It was telling that Potter himself quickly dropped Hermansen after a string of mistakes, but in truth, he shouldn’t have been in charge of recruitment decisions to begin with. He’d never previously been responsible for signings, having only ever operated as a head coach at his former clubs.
What a Waste of Money
At the time, a very senior London Stadium source told C&H, “We’ve just wasted £15m”. Probably not the supportive words Hermansen needed to hear after being dropped from the team.
Now, West Ham head into another transfer window relying on Nuno Espirito Santo and his agent Jorge Mendes for guidance — a worrying sign given that the club still has no official recruitment head.

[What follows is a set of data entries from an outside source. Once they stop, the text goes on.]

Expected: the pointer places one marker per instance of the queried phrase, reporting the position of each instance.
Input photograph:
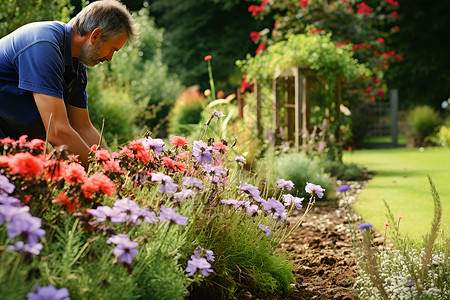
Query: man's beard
(89, 55)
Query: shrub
(343, 171)
(423, 120)
(300, 169)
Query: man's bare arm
(61, 132)
(80, 121)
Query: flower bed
(149, 221)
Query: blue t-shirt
(37, 58)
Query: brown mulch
(321, 251)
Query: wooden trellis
(296, 85)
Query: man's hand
(80, 121)
(60, 131)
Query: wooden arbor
(296, 86)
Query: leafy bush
(141, 222)
(298, 168)
(343, 171)
(185, 116)
(423, 120)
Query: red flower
(112, 165)
(255, 36)
(392, 2)
(55, 169)
(74, 173)
(178, 141)
(261, 47)
(103, 155)
(26, 165)
(22, 140)
(398, 57)
(7, 140)
(375, 80)
(64, 200)
(184, 155)
(36, 144)
(244, 84)
(168, 162)
(220, 146)
(363, 8)
(96, 183)
(179, 166)
(380, 93)
(394, 14)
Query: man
(43, 75)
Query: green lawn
(401, 180)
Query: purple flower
(8, 200)
(124, 250)
(184, 194)
(274, 206)
(29, 248)
(10, 212)
(236, 203)
(343, 188)
(167, 183)
(250, 189)
(107, 213)
(27, 226)
(409, 283)
(202, 252)
(240, 159)
(314, 189)
(193, 182)
(289, 199)
(365, 226)
(198, 264)
(6, 186)
(288, 184)
(218, 114)
(147, 215)
(251, 208)
(169, 214)
(156, 144)
(266, 229)
(202, 152)
(48, 293)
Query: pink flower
(26, 165)
(255, 36)
(260, 49)
(96, 183)
(74, 173)
(103, 155)
(178, 141)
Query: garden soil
(321, 251)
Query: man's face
(100, 51)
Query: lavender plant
(408, 269)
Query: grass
(401, 180)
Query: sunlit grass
(401, 179)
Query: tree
(194, 29)
(15, 13)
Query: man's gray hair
(111, 16)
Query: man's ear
(95, 35)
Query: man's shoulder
(50, 30)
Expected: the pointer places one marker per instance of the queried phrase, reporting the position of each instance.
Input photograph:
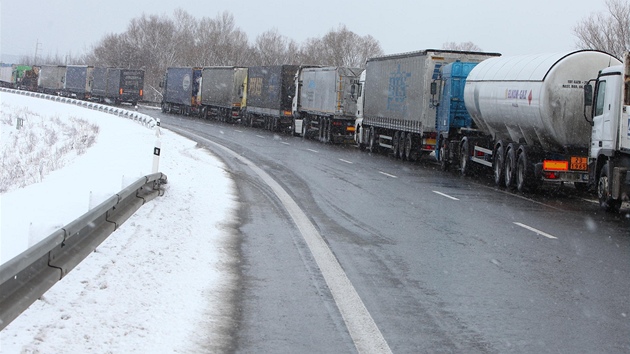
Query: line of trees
(154, 43)
(609, 32)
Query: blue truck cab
(448, 92)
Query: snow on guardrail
(146, 120)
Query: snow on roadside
(161, 283)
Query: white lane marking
(541, 233)
(365, 333)
(387, 174)
(445, 195)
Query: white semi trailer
(396, 110)
(325, 103)
(609, 155)
(529, 118)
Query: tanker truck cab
(359, 135)
(609, 155)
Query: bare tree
(272, 48)
(341, 47)
(609, 32)
(221, 41)
(463, 46)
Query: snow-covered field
(161, 283)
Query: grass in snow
(42, 144)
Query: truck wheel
(409, 147)
(329, 136)
(373, 142)
(510, 167)
(603, 192)
(444, 155)
(396, 144)
(402, 140)
(525, 178)
(498, 165)
(464, 156)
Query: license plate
(579, 163)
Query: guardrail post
(157, 150)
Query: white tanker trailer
(531, 125)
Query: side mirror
(588, 95)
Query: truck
(609, 150)
(222, 92)
(182, 90)
(51, 79)
(117, 85)
(27, 78)
(6, 75)
(78, 82)
(325, 103)
(526, 118)
(398, 113)
(270, 92)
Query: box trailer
(118, 85)
(325, 103)
(78, 81)
(222, 92)
(181, 90)
(51, 79)
(398, 108)
(270, 92)
(6, 75)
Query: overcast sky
(509, 27)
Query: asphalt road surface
(346, 251)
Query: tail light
(553, 165)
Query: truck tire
(464, 158)
(402, 140)
(373, 142)
(525, 177)
(396, 144)
(409, 153)
(444, 155)
(510, 167)
(498, 166)
(603, 192)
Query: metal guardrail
(29, 275)
(146, 120)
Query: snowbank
(160, 283)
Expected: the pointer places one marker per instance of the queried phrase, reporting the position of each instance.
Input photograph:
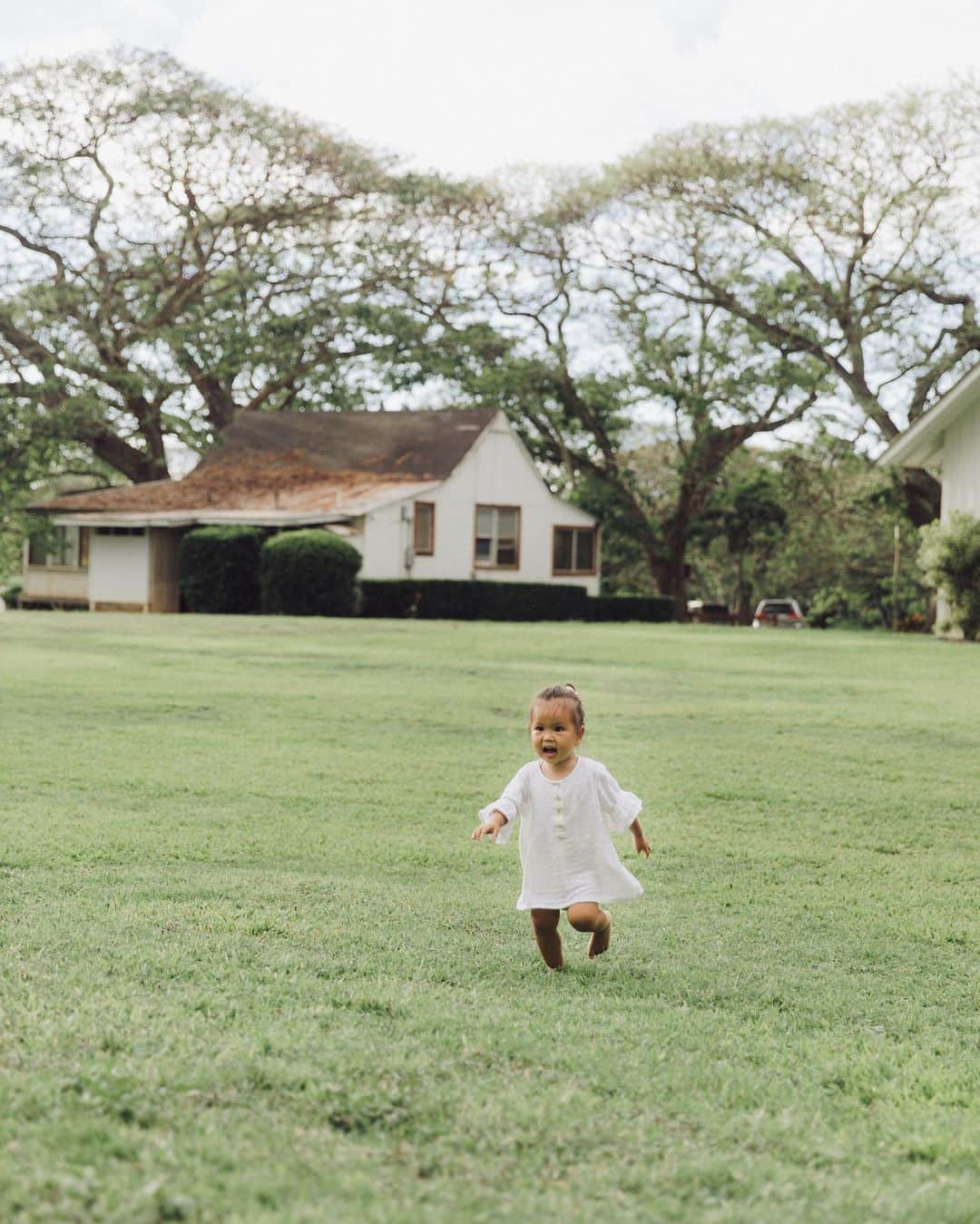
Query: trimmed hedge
(632, 607)
(218, 569)
(457, 600)
(309, 573)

Until West Ham modernise and implement a professional, joined-up transfer structure like every other Premier League club, we’ll continue to see the same avoidable mistakes repeated — and the Hermansen saga will stand as yet another cautionary tale of muddled thinking in East London

Not just the “Hermansen Saga”, Gonzo. The same thing has happened with any number of West Ham’s incoming transfers. There must be at least a dozen of them in the last 5 or so years. So many, in fact, that I genuinely struggle to remember all the names ! Whilst this has been happening, a lot of those players are then sold to other clubs – for a lot less than we paid for them; & suddenly become capable footballers once more. The mind boggles at what appears to be going on at our club !
Spot on Gonzo. We lurch from one manager’s preference to another (exacerbated by the 4x we’ve had in the last 3x trfr windows) together with Steidten and Sullivan’s picks adding to the unstructured process the club has in recruitment.